Suppose we have 2 string vectors, sV1 and sV2 that we want to compare. Using the FindString(s,sV) function implemented above we could iterate through all the elements of sV1 and compare them with sV2. However, there is a more efficient way to do this comparison using the apply family functions that allow loops and other types of nested operations to be performed efficiently. For example, the sapply and lapply functions can be used to loop applying the FindString(s,sV) function. The difference between them is that lapply returns a list and sapply a vector. Let’s see how sapply is applied to apply, with a single statement, the function FindString(s,sV) to all the elements of sV1

sV1 <- c("abc","cde","efg")
sV2 <- c("efg","abc","cde")
sapply(sV1,FindString,sV=sV2)
## abc cde efg 
##   2   3   1

The parameters of sapply() are: (1) the vector sV1, (2) the function FindString that acts on the elements of sV1 and (3) sV=sV2 the second argument of the function FindString.

The functions of the apply family allow us to perform more complex operations that we will not study in this course.

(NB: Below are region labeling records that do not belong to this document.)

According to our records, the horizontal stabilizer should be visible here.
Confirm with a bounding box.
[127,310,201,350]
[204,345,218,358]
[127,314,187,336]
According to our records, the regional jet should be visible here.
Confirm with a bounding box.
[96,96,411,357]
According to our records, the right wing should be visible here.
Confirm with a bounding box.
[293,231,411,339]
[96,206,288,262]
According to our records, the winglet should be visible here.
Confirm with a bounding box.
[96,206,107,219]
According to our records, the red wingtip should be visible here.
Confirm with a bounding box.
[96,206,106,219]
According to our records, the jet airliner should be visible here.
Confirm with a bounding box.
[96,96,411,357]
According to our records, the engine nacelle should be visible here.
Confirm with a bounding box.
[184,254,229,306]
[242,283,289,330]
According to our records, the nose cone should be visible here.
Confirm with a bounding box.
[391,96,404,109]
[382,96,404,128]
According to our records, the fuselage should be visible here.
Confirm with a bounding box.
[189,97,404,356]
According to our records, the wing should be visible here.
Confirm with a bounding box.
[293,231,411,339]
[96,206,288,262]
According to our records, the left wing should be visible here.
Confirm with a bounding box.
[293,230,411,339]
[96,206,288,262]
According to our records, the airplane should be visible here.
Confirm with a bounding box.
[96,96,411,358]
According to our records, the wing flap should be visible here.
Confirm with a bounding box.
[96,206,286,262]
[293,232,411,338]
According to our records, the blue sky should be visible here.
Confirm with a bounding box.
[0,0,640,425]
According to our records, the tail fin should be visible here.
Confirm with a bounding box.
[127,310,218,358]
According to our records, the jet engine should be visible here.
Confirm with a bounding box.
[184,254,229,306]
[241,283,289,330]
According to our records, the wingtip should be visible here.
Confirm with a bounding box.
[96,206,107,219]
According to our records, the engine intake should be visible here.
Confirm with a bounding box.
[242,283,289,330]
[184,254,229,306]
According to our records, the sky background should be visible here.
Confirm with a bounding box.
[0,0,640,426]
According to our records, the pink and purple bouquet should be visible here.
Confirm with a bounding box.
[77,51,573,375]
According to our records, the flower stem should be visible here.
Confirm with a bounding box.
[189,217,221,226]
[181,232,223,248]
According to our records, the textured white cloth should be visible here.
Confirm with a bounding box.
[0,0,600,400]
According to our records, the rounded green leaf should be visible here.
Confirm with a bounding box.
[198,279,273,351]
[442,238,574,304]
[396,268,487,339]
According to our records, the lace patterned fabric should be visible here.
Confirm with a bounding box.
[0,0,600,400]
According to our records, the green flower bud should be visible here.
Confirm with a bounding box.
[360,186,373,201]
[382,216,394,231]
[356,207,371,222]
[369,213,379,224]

The pipe %>% or |> operator

Some R packages have implemented the %>% pipe operator (also denoted by |>) which allows function calls to be concatenated more clearly and without the need to use nested parentheses. That is, if we normally write the concatenation as

function2(function1(x)))

Using the pipe %> operator, the same call would be written as:

x %>% function1() %>% function2()

As we will see, on many occasions, this way of writing the call to functions by concatenating the output of one operation with the input of the next, is more practical and natural than the usual way that presents the problem that the last thing we do (the call to the last function) is the first thing we have to write, that is, we write in the opposite order to the one in which we do the operations.

Referencias

[Bo] Juan Bosco Mendoza. R para principiantes.

[Pe15] Roger D. Peng. R Programming for Data Science, Lulu, 2015.